Part One of our review of outlooks for 2022 covered areas that tended to generate agreement between the investment houses. Part Two considers matters which are the subject of more debate or which I am including out of general interest.
China is one topic that certainly seems to divide current opinion.
After an unprecedented regulatory crackdown in late 2021, which saw intervention in the education, technology, property and gaming sectors, it is hardly surprising that there is general nervousness about the Chinese regime’s agenda and whether the recent measures might turn into a general assault on the private sector. Fidelity and Amundi emphasise that cooler Chinese growth will weigh on global growth in 2022. JP Morgan and Brooks Macdonald seem rather more optimistic, tending to view the measures as targeted and designed to address the increasing levels of inequality in the country. COVID also adds another extra and peculiarly Chinese layer of uncertainty in that the country has, so far, successfully operated a zero infection policy but now faces, in Omicron, one of the most transmissible respiratory diseases ever encountered.
Whatever one’s views on how well the regime will navigate its current difficulties, it is still worth bearing in mind the size of the potential prize. JP Morgan drawing on research from the Brookings Institute included a graphic in their outlook showing that, despite an ageing demographic and the legacy of its former one-child policy, China could still expect to yield between 300m and 350m extra middle class consumers in the 2020s alone:
China is one of the countries slated to introduce a Central Bank Digital Currency (CBDC) in 2022, in a key theme identified by Deutsche Bank in their ‘Top-10 themes for 2022’. As Deutsche Bank maintain, whilst a CBDC in and of itself will not rebalance the international order between the US and China, it will be yet another advance on a much broader front in the country’s struggle for global influence. CBDCs might also mark the beginning of the end for the cryptocurrency bubble in that they should at last provide a safe and regulated digital alternative.

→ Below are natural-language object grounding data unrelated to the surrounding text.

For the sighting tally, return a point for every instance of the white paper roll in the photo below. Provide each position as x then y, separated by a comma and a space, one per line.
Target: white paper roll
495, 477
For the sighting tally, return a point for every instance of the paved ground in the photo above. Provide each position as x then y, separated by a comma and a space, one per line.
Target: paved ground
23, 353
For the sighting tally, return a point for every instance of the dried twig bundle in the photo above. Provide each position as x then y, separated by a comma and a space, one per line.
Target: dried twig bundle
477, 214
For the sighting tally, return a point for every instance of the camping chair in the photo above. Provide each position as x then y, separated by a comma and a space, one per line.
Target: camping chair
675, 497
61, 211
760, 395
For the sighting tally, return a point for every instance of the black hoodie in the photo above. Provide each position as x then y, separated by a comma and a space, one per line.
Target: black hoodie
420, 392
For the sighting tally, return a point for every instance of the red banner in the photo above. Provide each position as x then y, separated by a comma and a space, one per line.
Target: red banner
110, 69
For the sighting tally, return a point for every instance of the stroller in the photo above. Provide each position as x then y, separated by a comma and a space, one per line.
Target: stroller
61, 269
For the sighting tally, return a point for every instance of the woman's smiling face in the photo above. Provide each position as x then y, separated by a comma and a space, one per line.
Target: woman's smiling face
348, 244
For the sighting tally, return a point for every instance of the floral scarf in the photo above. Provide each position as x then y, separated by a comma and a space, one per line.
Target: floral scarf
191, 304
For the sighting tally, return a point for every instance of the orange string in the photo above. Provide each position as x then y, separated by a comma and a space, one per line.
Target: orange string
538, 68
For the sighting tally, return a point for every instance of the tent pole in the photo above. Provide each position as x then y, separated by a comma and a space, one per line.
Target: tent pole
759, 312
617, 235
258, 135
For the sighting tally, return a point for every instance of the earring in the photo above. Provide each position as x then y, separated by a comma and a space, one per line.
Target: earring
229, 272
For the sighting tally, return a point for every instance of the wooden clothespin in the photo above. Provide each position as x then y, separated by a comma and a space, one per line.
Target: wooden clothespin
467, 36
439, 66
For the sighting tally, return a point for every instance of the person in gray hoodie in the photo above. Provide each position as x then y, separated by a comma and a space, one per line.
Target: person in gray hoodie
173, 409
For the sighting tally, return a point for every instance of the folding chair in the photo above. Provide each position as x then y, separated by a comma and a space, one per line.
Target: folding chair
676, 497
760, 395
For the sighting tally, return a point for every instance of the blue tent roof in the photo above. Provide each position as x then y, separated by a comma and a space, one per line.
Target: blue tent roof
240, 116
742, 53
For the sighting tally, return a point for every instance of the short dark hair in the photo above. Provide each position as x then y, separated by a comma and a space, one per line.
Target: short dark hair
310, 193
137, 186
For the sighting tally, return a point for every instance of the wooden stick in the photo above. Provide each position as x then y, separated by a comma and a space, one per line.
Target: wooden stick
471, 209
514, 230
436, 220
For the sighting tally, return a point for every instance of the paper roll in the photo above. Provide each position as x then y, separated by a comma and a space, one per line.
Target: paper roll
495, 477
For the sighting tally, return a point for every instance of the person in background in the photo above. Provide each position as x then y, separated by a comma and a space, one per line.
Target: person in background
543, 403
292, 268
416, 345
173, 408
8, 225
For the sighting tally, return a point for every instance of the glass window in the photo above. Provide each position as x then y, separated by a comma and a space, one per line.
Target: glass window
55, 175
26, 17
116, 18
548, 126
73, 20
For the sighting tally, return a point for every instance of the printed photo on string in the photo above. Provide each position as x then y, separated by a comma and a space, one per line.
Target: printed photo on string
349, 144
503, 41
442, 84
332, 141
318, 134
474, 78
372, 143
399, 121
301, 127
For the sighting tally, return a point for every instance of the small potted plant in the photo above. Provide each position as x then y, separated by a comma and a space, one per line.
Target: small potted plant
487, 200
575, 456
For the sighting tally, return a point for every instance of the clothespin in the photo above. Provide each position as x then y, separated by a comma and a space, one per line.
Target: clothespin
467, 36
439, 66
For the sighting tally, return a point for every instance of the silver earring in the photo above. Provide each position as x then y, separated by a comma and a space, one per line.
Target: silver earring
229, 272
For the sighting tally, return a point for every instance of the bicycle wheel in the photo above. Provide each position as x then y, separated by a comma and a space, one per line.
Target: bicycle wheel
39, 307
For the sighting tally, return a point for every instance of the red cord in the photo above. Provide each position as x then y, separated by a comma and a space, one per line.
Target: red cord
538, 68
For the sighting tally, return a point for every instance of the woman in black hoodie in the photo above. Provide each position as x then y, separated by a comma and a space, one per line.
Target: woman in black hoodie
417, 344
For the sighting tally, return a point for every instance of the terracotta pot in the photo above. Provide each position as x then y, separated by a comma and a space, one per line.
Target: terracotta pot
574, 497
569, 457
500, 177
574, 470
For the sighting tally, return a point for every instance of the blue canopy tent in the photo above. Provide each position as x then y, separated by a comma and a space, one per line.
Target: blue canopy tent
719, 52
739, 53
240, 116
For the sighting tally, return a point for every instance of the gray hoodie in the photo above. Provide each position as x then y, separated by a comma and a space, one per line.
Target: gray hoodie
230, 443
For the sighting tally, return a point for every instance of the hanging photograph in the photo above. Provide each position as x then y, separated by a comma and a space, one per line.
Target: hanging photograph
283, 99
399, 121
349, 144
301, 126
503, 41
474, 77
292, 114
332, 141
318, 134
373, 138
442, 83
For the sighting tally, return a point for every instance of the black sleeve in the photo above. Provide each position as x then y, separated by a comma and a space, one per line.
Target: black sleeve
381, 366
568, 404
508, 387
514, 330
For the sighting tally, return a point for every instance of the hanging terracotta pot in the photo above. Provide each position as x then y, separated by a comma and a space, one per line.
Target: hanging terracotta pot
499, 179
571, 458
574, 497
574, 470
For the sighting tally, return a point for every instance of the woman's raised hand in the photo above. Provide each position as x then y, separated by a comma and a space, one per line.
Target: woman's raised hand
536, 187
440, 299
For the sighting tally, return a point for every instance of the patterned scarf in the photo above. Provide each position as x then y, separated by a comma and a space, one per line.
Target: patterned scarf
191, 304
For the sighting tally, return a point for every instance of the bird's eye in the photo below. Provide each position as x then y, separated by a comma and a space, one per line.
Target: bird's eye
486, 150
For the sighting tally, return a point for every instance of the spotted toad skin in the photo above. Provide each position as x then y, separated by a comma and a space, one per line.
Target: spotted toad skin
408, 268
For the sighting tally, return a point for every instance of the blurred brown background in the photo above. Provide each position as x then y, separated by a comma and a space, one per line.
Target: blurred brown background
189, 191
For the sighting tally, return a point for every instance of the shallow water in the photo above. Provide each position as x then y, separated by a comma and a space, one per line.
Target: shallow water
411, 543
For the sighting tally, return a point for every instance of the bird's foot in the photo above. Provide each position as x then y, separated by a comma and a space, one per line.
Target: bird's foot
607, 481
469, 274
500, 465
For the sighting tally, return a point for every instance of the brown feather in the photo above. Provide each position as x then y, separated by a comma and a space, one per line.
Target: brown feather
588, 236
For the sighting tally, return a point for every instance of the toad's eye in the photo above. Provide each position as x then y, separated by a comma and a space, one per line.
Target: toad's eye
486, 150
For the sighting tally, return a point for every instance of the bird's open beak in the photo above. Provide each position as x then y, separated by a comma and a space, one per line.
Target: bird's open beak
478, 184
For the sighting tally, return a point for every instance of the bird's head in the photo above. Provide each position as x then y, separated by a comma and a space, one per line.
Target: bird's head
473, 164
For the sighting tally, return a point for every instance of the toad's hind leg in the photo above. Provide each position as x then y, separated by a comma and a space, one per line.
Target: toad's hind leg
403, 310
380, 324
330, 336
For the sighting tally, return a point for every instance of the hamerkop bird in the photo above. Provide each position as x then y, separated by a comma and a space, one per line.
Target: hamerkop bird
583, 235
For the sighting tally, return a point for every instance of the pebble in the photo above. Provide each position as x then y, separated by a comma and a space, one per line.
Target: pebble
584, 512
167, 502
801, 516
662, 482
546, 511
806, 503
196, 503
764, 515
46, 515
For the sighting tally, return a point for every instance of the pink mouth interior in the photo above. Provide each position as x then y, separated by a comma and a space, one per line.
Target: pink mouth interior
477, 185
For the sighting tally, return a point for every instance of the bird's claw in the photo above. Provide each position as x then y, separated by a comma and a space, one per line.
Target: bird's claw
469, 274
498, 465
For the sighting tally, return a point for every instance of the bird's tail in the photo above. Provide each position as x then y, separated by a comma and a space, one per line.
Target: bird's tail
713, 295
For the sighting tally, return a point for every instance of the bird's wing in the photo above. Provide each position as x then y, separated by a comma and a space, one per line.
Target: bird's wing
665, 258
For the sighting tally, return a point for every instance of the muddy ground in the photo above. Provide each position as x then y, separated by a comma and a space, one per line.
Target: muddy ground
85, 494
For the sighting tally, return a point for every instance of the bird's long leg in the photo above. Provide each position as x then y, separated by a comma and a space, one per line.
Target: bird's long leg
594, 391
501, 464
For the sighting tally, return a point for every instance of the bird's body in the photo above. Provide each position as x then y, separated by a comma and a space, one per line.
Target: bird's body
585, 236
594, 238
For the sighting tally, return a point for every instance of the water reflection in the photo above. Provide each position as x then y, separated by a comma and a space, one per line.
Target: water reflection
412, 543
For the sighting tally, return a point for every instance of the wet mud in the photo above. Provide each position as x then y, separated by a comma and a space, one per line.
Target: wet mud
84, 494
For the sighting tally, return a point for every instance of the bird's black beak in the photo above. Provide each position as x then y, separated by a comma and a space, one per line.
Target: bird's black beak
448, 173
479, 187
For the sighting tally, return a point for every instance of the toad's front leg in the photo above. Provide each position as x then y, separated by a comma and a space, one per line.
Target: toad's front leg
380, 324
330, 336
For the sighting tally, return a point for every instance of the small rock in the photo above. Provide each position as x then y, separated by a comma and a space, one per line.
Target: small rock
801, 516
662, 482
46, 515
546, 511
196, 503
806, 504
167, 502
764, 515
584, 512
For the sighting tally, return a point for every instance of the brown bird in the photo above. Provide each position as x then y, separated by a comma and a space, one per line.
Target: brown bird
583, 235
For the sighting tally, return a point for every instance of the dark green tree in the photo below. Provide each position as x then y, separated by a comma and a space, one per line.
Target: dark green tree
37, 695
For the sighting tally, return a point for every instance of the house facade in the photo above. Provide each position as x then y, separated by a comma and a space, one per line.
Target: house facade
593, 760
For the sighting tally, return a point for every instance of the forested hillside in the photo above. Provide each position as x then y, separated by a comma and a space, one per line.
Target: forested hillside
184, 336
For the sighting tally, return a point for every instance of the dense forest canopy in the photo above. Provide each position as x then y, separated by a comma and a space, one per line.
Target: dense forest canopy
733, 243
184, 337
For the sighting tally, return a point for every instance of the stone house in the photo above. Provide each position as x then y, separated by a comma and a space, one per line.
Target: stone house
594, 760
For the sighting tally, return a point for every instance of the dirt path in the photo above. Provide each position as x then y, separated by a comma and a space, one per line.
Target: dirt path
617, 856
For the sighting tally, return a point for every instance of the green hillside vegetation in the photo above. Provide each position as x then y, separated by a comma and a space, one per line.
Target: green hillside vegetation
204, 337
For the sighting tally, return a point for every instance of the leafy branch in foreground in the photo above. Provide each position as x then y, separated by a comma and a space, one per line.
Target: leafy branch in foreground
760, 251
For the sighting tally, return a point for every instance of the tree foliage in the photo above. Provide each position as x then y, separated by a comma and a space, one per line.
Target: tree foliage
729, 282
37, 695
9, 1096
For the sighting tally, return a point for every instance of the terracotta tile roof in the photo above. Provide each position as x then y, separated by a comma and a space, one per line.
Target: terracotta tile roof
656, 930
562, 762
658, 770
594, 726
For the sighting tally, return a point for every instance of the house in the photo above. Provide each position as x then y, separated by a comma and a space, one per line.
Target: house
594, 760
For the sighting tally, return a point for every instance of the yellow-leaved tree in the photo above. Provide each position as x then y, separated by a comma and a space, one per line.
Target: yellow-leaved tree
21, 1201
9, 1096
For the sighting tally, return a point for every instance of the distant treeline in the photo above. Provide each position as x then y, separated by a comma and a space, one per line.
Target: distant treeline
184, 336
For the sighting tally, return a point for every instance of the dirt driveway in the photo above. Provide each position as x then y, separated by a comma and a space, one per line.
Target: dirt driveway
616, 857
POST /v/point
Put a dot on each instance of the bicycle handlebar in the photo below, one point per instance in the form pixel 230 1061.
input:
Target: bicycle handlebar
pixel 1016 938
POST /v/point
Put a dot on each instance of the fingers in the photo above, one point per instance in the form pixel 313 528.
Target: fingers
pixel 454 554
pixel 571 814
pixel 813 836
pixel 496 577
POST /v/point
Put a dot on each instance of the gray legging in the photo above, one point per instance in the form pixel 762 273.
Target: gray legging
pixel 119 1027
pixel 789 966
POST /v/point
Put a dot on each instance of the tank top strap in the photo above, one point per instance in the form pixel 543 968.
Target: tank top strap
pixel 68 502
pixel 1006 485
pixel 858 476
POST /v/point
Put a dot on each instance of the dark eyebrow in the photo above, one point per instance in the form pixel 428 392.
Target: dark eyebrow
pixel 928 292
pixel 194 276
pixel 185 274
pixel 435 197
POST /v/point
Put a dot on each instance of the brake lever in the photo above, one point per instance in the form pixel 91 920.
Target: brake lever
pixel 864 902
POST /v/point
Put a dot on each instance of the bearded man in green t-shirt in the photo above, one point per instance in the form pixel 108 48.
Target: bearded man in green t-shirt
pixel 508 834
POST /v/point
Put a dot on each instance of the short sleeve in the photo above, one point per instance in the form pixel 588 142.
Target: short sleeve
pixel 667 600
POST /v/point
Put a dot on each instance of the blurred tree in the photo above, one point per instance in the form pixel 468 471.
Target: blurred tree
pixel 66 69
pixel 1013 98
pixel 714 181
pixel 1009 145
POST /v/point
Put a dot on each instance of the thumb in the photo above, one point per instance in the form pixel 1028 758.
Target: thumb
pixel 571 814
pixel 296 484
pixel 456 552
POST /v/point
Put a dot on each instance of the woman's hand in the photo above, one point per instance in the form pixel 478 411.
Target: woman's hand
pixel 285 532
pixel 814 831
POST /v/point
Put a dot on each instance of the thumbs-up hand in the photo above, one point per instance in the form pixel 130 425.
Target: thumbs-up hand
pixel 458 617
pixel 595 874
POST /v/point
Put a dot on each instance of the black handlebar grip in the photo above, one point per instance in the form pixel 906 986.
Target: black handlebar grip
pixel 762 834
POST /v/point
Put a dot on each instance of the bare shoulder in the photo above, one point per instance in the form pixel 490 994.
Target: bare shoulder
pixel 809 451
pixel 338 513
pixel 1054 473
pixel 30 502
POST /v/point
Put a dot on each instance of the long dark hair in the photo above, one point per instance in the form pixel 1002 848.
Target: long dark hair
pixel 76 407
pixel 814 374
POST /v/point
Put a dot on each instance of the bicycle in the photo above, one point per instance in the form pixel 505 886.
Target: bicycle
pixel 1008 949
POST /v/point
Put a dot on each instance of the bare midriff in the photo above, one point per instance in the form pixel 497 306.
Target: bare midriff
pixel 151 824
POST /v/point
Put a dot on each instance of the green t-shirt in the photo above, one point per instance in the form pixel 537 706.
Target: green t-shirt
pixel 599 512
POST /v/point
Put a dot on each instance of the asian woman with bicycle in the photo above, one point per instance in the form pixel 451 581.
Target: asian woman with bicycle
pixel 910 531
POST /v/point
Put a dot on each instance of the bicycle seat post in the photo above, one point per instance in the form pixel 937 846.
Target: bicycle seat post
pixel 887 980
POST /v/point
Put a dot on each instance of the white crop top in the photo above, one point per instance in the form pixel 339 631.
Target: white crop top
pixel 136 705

Another theme covered by Deutsche Bank in their entertaining outlook was the possibility of an inventory glut in 2022. The reasoning is quite seductive in that the main players are each incentivised to up their inventories: the retailers who do not want to be caught out by not having enough stock, as they were in 2021; and the manufacturers who, worrying about supply chains, have already moved to increase their inventories. Add into the mix, consumers who may be reluctant to bring down their savings levels and who are perhaps tending to emphasise experiences over goods and the stage is set for a classic ‘bullwhip’ where inventories struggle to find an equilibrium and tend to cycle between glut and scarcity.
The level of equity valuations, particularly in the US, is another of the topics that excites a certain amount of debate among commentators.
Bond houses (for example, Neuberger Berman) tend to point to ‘stretched’ multiples and earnings growing above trend. They worry about a pullback. Equity houses tend to be more sanguine. In the face of President Biden’s multi-year spending packages, JP Morgan expect corporate earnings to stay strong with companies fully able to maintain their margins despite the upsurge in inflation. Brooks Macdonald are, likewise, still positive about company earnings and think they will carry on tending to beat estimates, so much so, that there may yet be a further capitulation from holders of cash and fixed income on the grounds of ‘TINA’ (that ‘There Is No Alternative’ to holding equities).
There is actually little agreement on the extent that Biden’s spending packages are already ‘baked-in’ or could be rolled back by the Republicans after the US mid-terms in November. Brooks Macdonald believe that either house flipping back to the Republicans in the elections would leave the administration’s spending plans in tatters. JP Morgan believe that a lot of the spending will be already underway or committed by the time of the election and that the Republicans winning a chamber might not, therefore, have that much of an impact.
Finally, and to close, I would add that however prescient the outlook, there is always the chance of some sort of exogenous or unforeseen shock to the system. It is, after all, one of the things that makes investments such a rich area to write about. Two current examples which will play out over 2022 and beyond give me pause for thought, one negative and one positive. The negative is the prospect of a Russian incursion into Ukraine, something which few commentators considered when they were writing their reviews and yet which now, as I write this, looks alarmingly possible. The positive is the potential for the technology behind the mRNA vaccines that have been so successful in dealing with COVID. The idea that we can now hijack a body’s own cells to produce almost any protein that we can dream up is breathtaking and promises cures for other endemic diseases (like malaria), or for genetic conditions (like cystic fibrosis), or even, dare I say it, for many cancers.